Я стояла в безупречно чистой душевой кабинке, холодная вода барабанила по моей спине.
Я выскочила из душа, на бегу схватила полотенце и помчалась, оставляя на полу цепочку влажных следов на всем пути до спальни. Я распахнула дверцы шкафа и схватила блестящий пакет, который засунула подальше в гардероб всего две недели назад. Я гордилась собой, когда покупала эти платья. Я чувствовала, что наконец двигаюсь в правильном направлении. Но насколько же легче покупать одежду для похорон, когда никто еще не умер. Когда же реальность дала мне пощечину, моя первая реакция была та же, что и всегда: убежать и спрятаться.
Я бросила лихорадочный взгляд на часы. А вот теперь мне действительно придется
Иногда парки устраивают так, чтобы все было против вас.
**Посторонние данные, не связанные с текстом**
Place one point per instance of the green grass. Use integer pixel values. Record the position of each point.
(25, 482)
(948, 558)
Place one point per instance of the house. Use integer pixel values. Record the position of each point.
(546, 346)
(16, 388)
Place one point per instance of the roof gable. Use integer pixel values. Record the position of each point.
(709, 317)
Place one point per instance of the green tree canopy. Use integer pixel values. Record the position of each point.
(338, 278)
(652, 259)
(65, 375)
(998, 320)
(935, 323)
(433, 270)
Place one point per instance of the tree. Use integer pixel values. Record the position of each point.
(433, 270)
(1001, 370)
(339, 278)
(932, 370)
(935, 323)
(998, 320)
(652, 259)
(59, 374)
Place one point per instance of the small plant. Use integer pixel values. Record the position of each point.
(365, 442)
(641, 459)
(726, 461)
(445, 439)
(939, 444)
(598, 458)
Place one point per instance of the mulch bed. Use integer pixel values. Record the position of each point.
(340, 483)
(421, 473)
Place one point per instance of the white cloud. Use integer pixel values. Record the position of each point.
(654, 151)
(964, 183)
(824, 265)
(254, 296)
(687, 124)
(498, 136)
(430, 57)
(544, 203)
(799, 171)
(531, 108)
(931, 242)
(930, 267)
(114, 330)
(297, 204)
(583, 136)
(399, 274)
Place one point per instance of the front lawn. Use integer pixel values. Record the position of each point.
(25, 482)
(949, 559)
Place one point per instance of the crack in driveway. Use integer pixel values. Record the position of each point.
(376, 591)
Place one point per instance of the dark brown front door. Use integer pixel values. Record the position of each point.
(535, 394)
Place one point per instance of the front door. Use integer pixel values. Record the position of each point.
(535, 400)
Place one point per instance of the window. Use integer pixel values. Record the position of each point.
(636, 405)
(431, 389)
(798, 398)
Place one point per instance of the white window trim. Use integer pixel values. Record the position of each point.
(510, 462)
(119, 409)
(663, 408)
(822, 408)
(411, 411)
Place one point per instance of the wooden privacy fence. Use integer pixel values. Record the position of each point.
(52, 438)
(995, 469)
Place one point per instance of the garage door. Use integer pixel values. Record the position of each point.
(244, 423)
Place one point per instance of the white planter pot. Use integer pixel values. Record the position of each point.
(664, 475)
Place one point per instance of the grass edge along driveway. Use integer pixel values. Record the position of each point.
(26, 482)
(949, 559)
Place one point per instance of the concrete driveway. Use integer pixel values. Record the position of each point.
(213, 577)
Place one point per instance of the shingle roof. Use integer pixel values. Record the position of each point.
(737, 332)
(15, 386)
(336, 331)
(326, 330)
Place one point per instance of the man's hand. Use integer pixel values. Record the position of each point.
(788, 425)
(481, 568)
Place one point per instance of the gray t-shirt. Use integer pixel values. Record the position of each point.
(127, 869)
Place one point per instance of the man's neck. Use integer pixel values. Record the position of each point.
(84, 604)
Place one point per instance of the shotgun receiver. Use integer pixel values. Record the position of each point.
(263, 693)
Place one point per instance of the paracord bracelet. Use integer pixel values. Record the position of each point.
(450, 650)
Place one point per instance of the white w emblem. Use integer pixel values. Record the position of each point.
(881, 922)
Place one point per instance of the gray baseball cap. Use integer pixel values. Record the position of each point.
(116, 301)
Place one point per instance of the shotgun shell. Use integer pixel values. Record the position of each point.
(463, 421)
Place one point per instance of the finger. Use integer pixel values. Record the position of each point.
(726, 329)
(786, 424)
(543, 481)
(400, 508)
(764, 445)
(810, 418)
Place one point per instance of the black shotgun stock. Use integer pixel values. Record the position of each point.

В иных случаях они решают не мешать вам. Поэтому когда я вытащила из пакета первое черное платье, оно не имело вида жеваной тряпки, как я ожидала. Черные колготки, которые я на ощупь вытащила из ящика комода, оказались без единой зацепки или стрелки. По еще влажным волосам достаточно было провести расческой, чтобы получилась вполне презентабельная прическа. Даже боги, отвечающие за транспорт, были ко мне благосклонны. Случилось так, что водитель таксомоторной компании, в которую я наугад позвонила, только что высадил пассажира на соседней улице. Автомобиль ждал меня еще до того, как я сунула ноги в туфли и схватила сумочку. Я дала водителю название церкви и попросила поторопиться[6]
– все на одном дыхании, пока садилась на заднее сиденье. Мое отчаянное желание посетить эти похороны было почти таким же сильным, как прежнее отчаянное желание избежать их.Рабочий день, середина утра, и дороги, слава богу, были пустыми. Сорокаминутный путь мы проделали всего за полчаса. В течение этих тридцати минут я пыталась сохранять нейтральное состояние, потому что не хотела давать себе повода придумать в последнюю минуту причину изменить решение.
Улица перед церковью была запружена машинами. Автомобили всех цветов радуги выстроились по обе ее стороны. Непосредственно у церкви разноцветная палитра сменялась черной.
– Ближе, боюсь, не получится, – извинился водитель, втиснувшись в первый свободный просвет.
Деньги за проезд уже лежали в моей крепко сжатой ладони. Я передала банкноту в окошко, желая, чтобы он поскорее уехал, пока я не передумала и не прыгнула назад в машину.
– Спасибо. Сдачи не надо, – сказала я, торопясь догнать входившую в церковь группу опаздывающих в черном. Я шла быстро, наклонив голову, сосредоточив взгляд на своих черных туфлях, которым мои поляризованные очки придавали оттенок сепии. Я бы не стала надевать очки в пасмурный февральский день, но очень большие стекла обеспечивали защиту не только от ультрафиолетовых лучей.
Мои шаги чуть замедлились, когда я услышала медленно приближавшийся рокот маленькой автомобильной процессии. Совершенно естественно, что я обернулась назад. А вот последующее было только моей инстинктивной реакцией на похоронный кортеж. Я издала странный, похожий на вой ветра звук, когда машины медленно проползли мимо меня. Цветочное оформление практически заслонило окно первого автомобиля. Одно слово, три буквы, выложенные красными и белыми цветами. «СЫН». Почти такое же оформление выбрали шестнадцать лет назад мои родители.
Следующая машина плавно затормозила и остановилась. Она предназначалась для ближайших членов семьи. Закрыв глаза, я снова почувствовала запах кожаных сидений похоронного лимузина, хотя прошло шестнадцать лет с тех пор, как я сидела там, где сидели сейчас родные Тома. Я услышала эхо голоса распорядителя, вспомнила его бесстрастное профессиональное поведение, которое дало трещину, ненадолго явив скрытого за ним человека, когда я споткнулась, выходя из машины.